Red por una Familia Sin Violencia also knows men must be included in this work. Samuel Asenjo, Pentecostal pastor and representative of the Peruvian Bible Society, knows men are also responsible to raise the status of women.

“Men have a role to play in ending violence against women and children. The work we have to do as pastors is important. I’ve had to reflect on my own biblical interpretations,” he said. “We have to acknowledge that the church is resistant to change its patriarchal structure. We need to help change attitudes.

Increasing women’s presence in all facets of society will increase the spiritual and physical well-being of women, children, youth and communities. Valuing women’s worth and contributions and ensuring their places in leadership will lead to a world in which all thrive.

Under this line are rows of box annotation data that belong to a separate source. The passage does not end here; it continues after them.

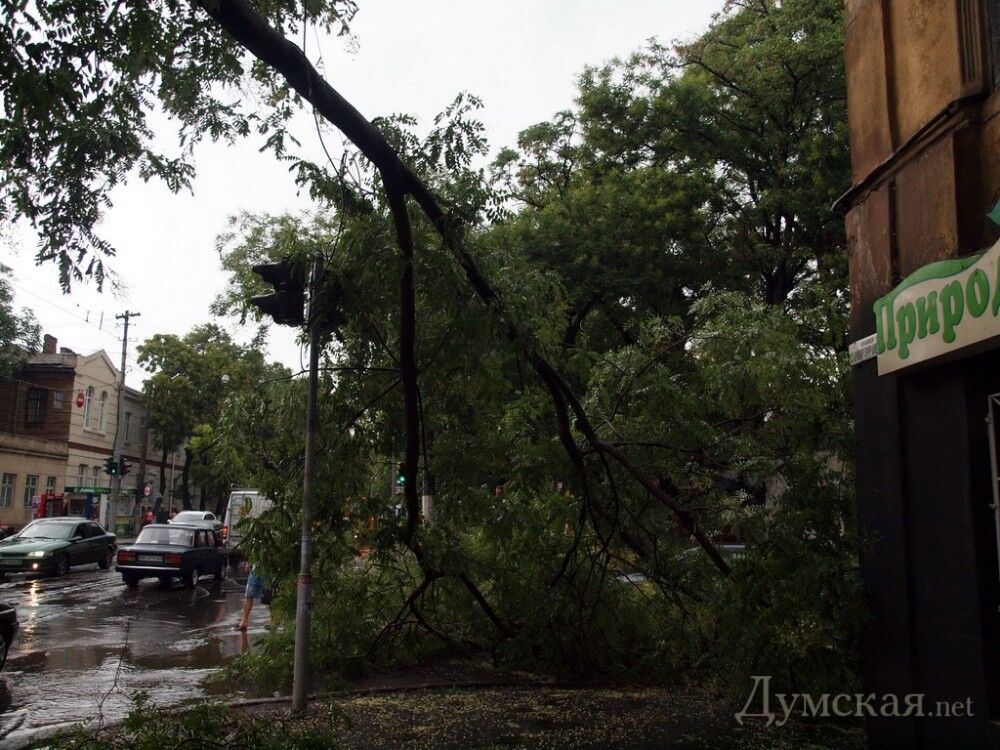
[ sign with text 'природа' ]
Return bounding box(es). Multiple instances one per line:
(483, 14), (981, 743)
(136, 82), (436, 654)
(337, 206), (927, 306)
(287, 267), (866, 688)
(874, 242), (1000, 375)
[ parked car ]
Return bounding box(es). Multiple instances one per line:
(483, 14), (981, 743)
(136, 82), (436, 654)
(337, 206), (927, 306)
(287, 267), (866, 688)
(0, 604), (17, 669)
(116, 523), (226, 588)
(0, 516), (116, 576)
(167, 510), (222, 531)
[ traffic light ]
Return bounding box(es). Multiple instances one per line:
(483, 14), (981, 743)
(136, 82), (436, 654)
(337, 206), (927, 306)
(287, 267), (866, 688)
(394, 461), (406, 495)
(250, 260), (306, 326)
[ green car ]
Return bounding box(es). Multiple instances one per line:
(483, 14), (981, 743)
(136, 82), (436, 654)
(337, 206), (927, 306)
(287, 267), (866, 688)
(0, 516), (116, 576)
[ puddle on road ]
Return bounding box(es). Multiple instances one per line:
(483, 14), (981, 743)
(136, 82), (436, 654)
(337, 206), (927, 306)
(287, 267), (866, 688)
(0, 570), (268, 745)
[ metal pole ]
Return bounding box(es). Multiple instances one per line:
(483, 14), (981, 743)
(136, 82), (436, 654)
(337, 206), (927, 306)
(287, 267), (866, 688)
(111, 310), (139, 530)
(292, 260), (320, 713)
(167, 448), (177, 515)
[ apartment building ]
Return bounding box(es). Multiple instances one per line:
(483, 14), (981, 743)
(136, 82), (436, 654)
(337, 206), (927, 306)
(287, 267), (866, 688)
(0, 335), (183, 527)
(839, 0), (1000, 748)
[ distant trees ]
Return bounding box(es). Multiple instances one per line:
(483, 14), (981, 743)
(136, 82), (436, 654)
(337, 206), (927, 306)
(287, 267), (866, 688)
(0, 0), (859, 689)
(138, 324), (285, 512)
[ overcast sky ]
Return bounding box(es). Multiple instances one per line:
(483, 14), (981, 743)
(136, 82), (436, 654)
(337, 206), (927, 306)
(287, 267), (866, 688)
(0, 0), (723, 387)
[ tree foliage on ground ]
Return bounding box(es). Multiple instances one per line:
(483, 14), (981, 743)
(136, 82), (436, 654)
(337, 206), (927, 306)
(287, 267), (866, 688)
(138, 324), (288, 513)
(0, 264), (42, 375)
(209, 3), (860, 687)
(0, 0), (857, 687)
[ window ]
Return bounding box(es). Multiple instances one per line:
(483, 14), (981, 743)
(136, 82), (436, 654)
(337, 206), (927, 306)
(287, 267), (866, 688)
(0, 474), (17, 508)
(83, 385), (94, 427)
(97, 391), (108, 432)
(24, 474), (38, 508)
(24, 388), (49, 424)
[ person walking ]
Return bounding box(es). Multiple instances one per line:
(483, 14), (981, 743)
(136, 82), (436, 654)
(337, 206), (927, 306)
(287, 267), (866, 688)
(233, 566), (264, 631)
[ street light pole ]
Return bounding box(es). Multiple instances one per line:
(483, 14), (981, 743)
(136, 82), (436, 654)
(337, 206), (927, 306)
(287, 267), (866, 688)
(292, 260), (320, 713)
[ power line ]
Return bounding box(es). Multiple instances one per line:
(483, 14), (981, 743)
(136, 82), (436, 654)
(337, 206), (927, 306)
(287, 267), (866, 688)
(9, 279), (120, 341)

“The processes of development are not going to be effective if we don’t offer community to women. This is key to success—showing women that they are capable, reliable leaders. We must accompany one another,” said Zelada. “Women are strong and creative. We are resilient. Women offer life where there was none. We need to be committed to the development of women.

“I want to deeply express my gratitude to United Methodist Women who for more than 10 years have been committed to working with Proceso Kairos Peru. You don’t know how important your support is.”


Nile Sprague is a photographer based in Mendocino, California. Tara Barnes is editor of response.